NEW YORK – Justin McLeod founded Hinge in 2012, spent more than a decade growing it into a legitimate competitor to Tinder, and then sold it to Match Group. In December 2025, he handed over the CEO role and left to build something he believes the app he created never quite became. The result is Overtone, an AI dating service that has raised $18 million from Match Group, FirstMark Capital, and Pace Capital, as reported by TechCrunch.
The pitch is a direct rejection of how most dating apps are built. “No opaque, algorithmic feeds trained on split-second impulses,” McLeod said. “And there’s no juggling likes, matches and chats across many people at once.” Instead, Overtone describes itself as “a voice- and audio-forward service, enabled by AI, that provides highly curated introductions” backed by relationship science. Users are matched through a process the company says is more deliberate than a recommendation algorithm feeding them an endless queue of profiles to evaluate.
The board includes Esther Perel, the relationship therapist and author whose work on attachment and modern intimacy has made her one of the more influential voices in how people think about connection in the digital era. Also on the board: Spencer Rascoff, the executive who has served as Match Group CEO, and Diana Chapman, a leadership consultant whose work focuses on trust and interpersonal dynamics. The configuration gives Overtone unusual credibility in the relationship science space – and also creates an obvious tension, given that Rascoff’s company is simultaneously one of Overtone’s investors and the owner of Hinge, Tinder, OkCupid, and Match.
The market problem McLeod is addressing is real, if well-documented.
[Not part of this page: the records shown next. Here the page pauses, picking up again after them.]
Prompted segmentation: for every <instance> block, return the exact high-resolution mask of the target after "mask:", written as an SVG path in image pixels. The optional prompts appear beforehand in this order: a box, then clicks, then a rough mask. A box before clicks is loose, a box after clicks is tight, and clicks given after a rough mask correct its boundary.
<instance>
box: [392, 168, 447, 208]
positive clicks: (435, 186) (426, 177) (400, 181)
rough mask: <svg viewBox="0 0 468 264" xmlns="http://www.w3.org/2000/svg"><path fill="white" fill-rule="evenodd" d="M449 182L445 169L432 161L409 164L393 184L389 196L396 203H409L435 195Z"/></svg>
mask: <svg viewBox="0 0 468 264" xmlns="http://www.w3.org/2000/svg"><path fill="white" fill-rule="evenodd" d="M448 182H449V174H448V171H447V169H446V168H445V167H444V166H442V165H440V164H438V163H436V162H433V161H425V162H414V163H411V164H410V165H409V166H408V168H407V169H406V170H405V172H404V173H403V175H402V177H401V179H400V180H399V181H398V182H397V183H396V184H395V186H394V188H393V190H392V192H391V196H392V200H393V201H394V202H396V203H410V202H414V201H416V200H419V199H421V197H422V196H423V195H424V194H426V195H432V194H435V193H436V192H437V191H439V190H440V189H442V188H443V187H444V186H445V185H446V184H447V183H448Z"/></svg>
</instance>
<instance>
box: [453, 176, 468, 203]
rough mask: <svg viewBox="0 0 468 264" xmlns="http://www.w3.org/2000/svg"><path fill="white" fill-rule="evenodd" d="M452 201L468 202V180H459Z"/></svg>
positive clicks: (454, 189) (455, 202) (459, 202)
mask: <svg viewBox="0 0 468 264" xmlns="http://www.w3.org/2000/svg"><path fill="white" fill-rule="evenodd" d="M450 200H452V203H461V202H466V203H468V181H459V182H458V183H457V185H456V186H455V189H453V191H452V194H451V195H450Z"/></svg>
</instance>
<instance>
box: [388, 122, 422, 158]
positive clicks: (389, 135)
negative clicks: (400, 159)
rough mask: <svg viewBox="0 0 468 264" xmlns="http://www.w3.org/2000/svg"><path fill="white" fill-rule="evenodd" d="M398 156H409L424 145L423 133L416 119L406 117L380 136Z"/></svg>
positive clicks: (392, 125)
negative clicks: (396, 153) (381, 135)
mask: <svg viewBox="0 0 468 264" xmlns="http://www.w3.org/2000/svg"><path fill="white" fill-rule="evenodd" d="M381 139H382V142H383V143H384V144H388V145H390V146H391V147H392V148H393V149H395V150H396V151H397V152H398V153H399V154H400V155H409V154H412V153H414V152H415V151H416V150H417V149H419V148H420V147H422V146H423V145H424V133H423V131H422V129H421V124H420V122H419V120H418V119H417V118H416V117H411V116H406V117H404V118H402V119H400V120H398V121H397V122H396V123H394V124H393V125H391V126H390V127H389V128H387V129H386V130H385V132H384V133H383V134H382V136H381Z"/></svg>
A 2024 Forbes Health survey found 78 percent of dating app users experience burnout, despite spending an average of 51 minutes a day on these platforms. That gap – between high engagement and low satisfaction – is the gap that apps have essentially optimized for. The more time users spend swiping, the more engagement data the platform collects, and the better the algorithm gets at keeping users swiping. Whether they actually date, or find anyone worth dating, is adjacent to the core business model.
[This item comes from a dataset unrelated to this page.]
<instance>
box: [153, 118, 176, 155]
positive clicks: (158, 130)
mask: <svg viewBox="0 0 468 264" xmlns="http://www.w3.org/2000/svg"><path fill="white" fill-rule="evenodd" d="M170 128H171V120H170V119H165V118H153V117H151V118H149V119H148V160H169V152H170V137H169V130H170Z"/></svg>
Match Group’s presence in Overtone’s cap table is the most counterintuitive element of the raise. The company owns the majority of the western dating app market. Its platforms are specifically what Overtone’s model is designed to replace. Rascoff sitting on both sides – as a Match executive and an Overtone board member – could mean Match is hedging against a genuine shift in how people want to meet, or it could mean the investment is small enough that it doesn’t represent a strategic bet so much as an option on a direction that may not pan out. The structure is worth watching.
The concept of AI-curated introductions rather than algorithmic feeds is not unique to dating. Spotify’s AI music assistant, launched this year, is built on a similar premise: that the default recommendation engine optimizes for plays, not taste, and that users want something that actually understands their preferences rather than amplifying what already gets clicks. The same logic translates to dating, with higher stakes. If the curation is wrong, the failure isn’t a skipped song – it’s a bad night, a month of texting someone unsuitable, or another year with nothing to show for the time spent on the app.
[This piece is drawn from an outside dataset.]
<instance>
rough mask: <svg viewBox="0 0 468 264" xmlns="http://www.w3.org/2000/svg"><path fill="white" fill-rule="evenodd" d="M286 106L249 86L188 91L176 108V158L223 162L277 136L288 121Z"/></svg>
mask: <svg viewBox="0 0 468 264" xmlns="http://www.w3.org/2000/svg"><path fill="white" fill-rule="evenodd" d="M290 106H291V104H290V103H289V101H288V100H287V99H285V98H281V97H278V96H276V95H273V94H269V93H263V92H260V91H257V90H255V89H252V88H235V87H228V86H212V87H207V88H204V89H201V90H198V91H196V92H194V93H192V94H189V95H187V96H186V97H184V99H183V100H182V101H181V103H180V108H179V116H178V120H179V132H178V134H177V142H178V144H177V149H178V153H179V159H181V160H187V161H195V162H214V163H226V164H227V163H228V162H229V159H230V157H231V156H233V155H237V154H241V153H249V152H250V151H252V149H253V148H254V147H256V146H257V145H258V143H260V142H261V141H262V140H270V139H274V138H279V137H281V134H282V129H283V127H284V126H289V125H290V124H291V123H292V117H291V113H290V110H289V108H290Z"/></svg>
What Overtone hasn’t specified is how it handles the problem that every “curated” dating service runs into: the more selective the matching, the lower the volume of introductions, and the longer users have to wait. Services that offer high-touch, expert-led matchmaking have existed for decades; they remain niche precisely because the economics don’t scale. Overtone’s use of AI to automate the curation process is what makes a VC-backed version of this conceivable, but the company hasn’t explained how the AI learns what it needs to know about users in order to make introductions that are actually worth making – or what happens when users in “select locations” can’t find enough matches to sustain the experience.
The VC math is also not obvious. $18 million is a meaningful Series A for a consumer app, but consumer apps at this stage typically need either rapid user acquisition or high early retention to justify the next raise. Overtone’s model is structurally designed to avoid the engagement metrics that normally tell investors whether a consumer app is working. Across the AI startup landscape, pre-product companies like the OpenAI-backed drug discovery startup seeking $2 billion at the idea stage are currently raising on research pedigree alone – but dating is a consumer category where user experience has to work at scale, not just look plausible in a pitch deck.
McLeod’s track record matters here. Hinge survived long enough to be acquired, which is more than most dating apps accomplish. But Hinge was also sold to Match Group on the same logic it now ostensibly rejects – that a more intentional matching experience would attract users willing to pay for a premium subscription. Once inside Match, Hinge’s product decisions were shaped by the same engagement metrics that define the parent company’s portfolio. Overtone is McLeod’s argument that being independent from that structure is the prerequisite for building something that works differently. Whether $18 million is enough runway to prove it is what the next few years will show.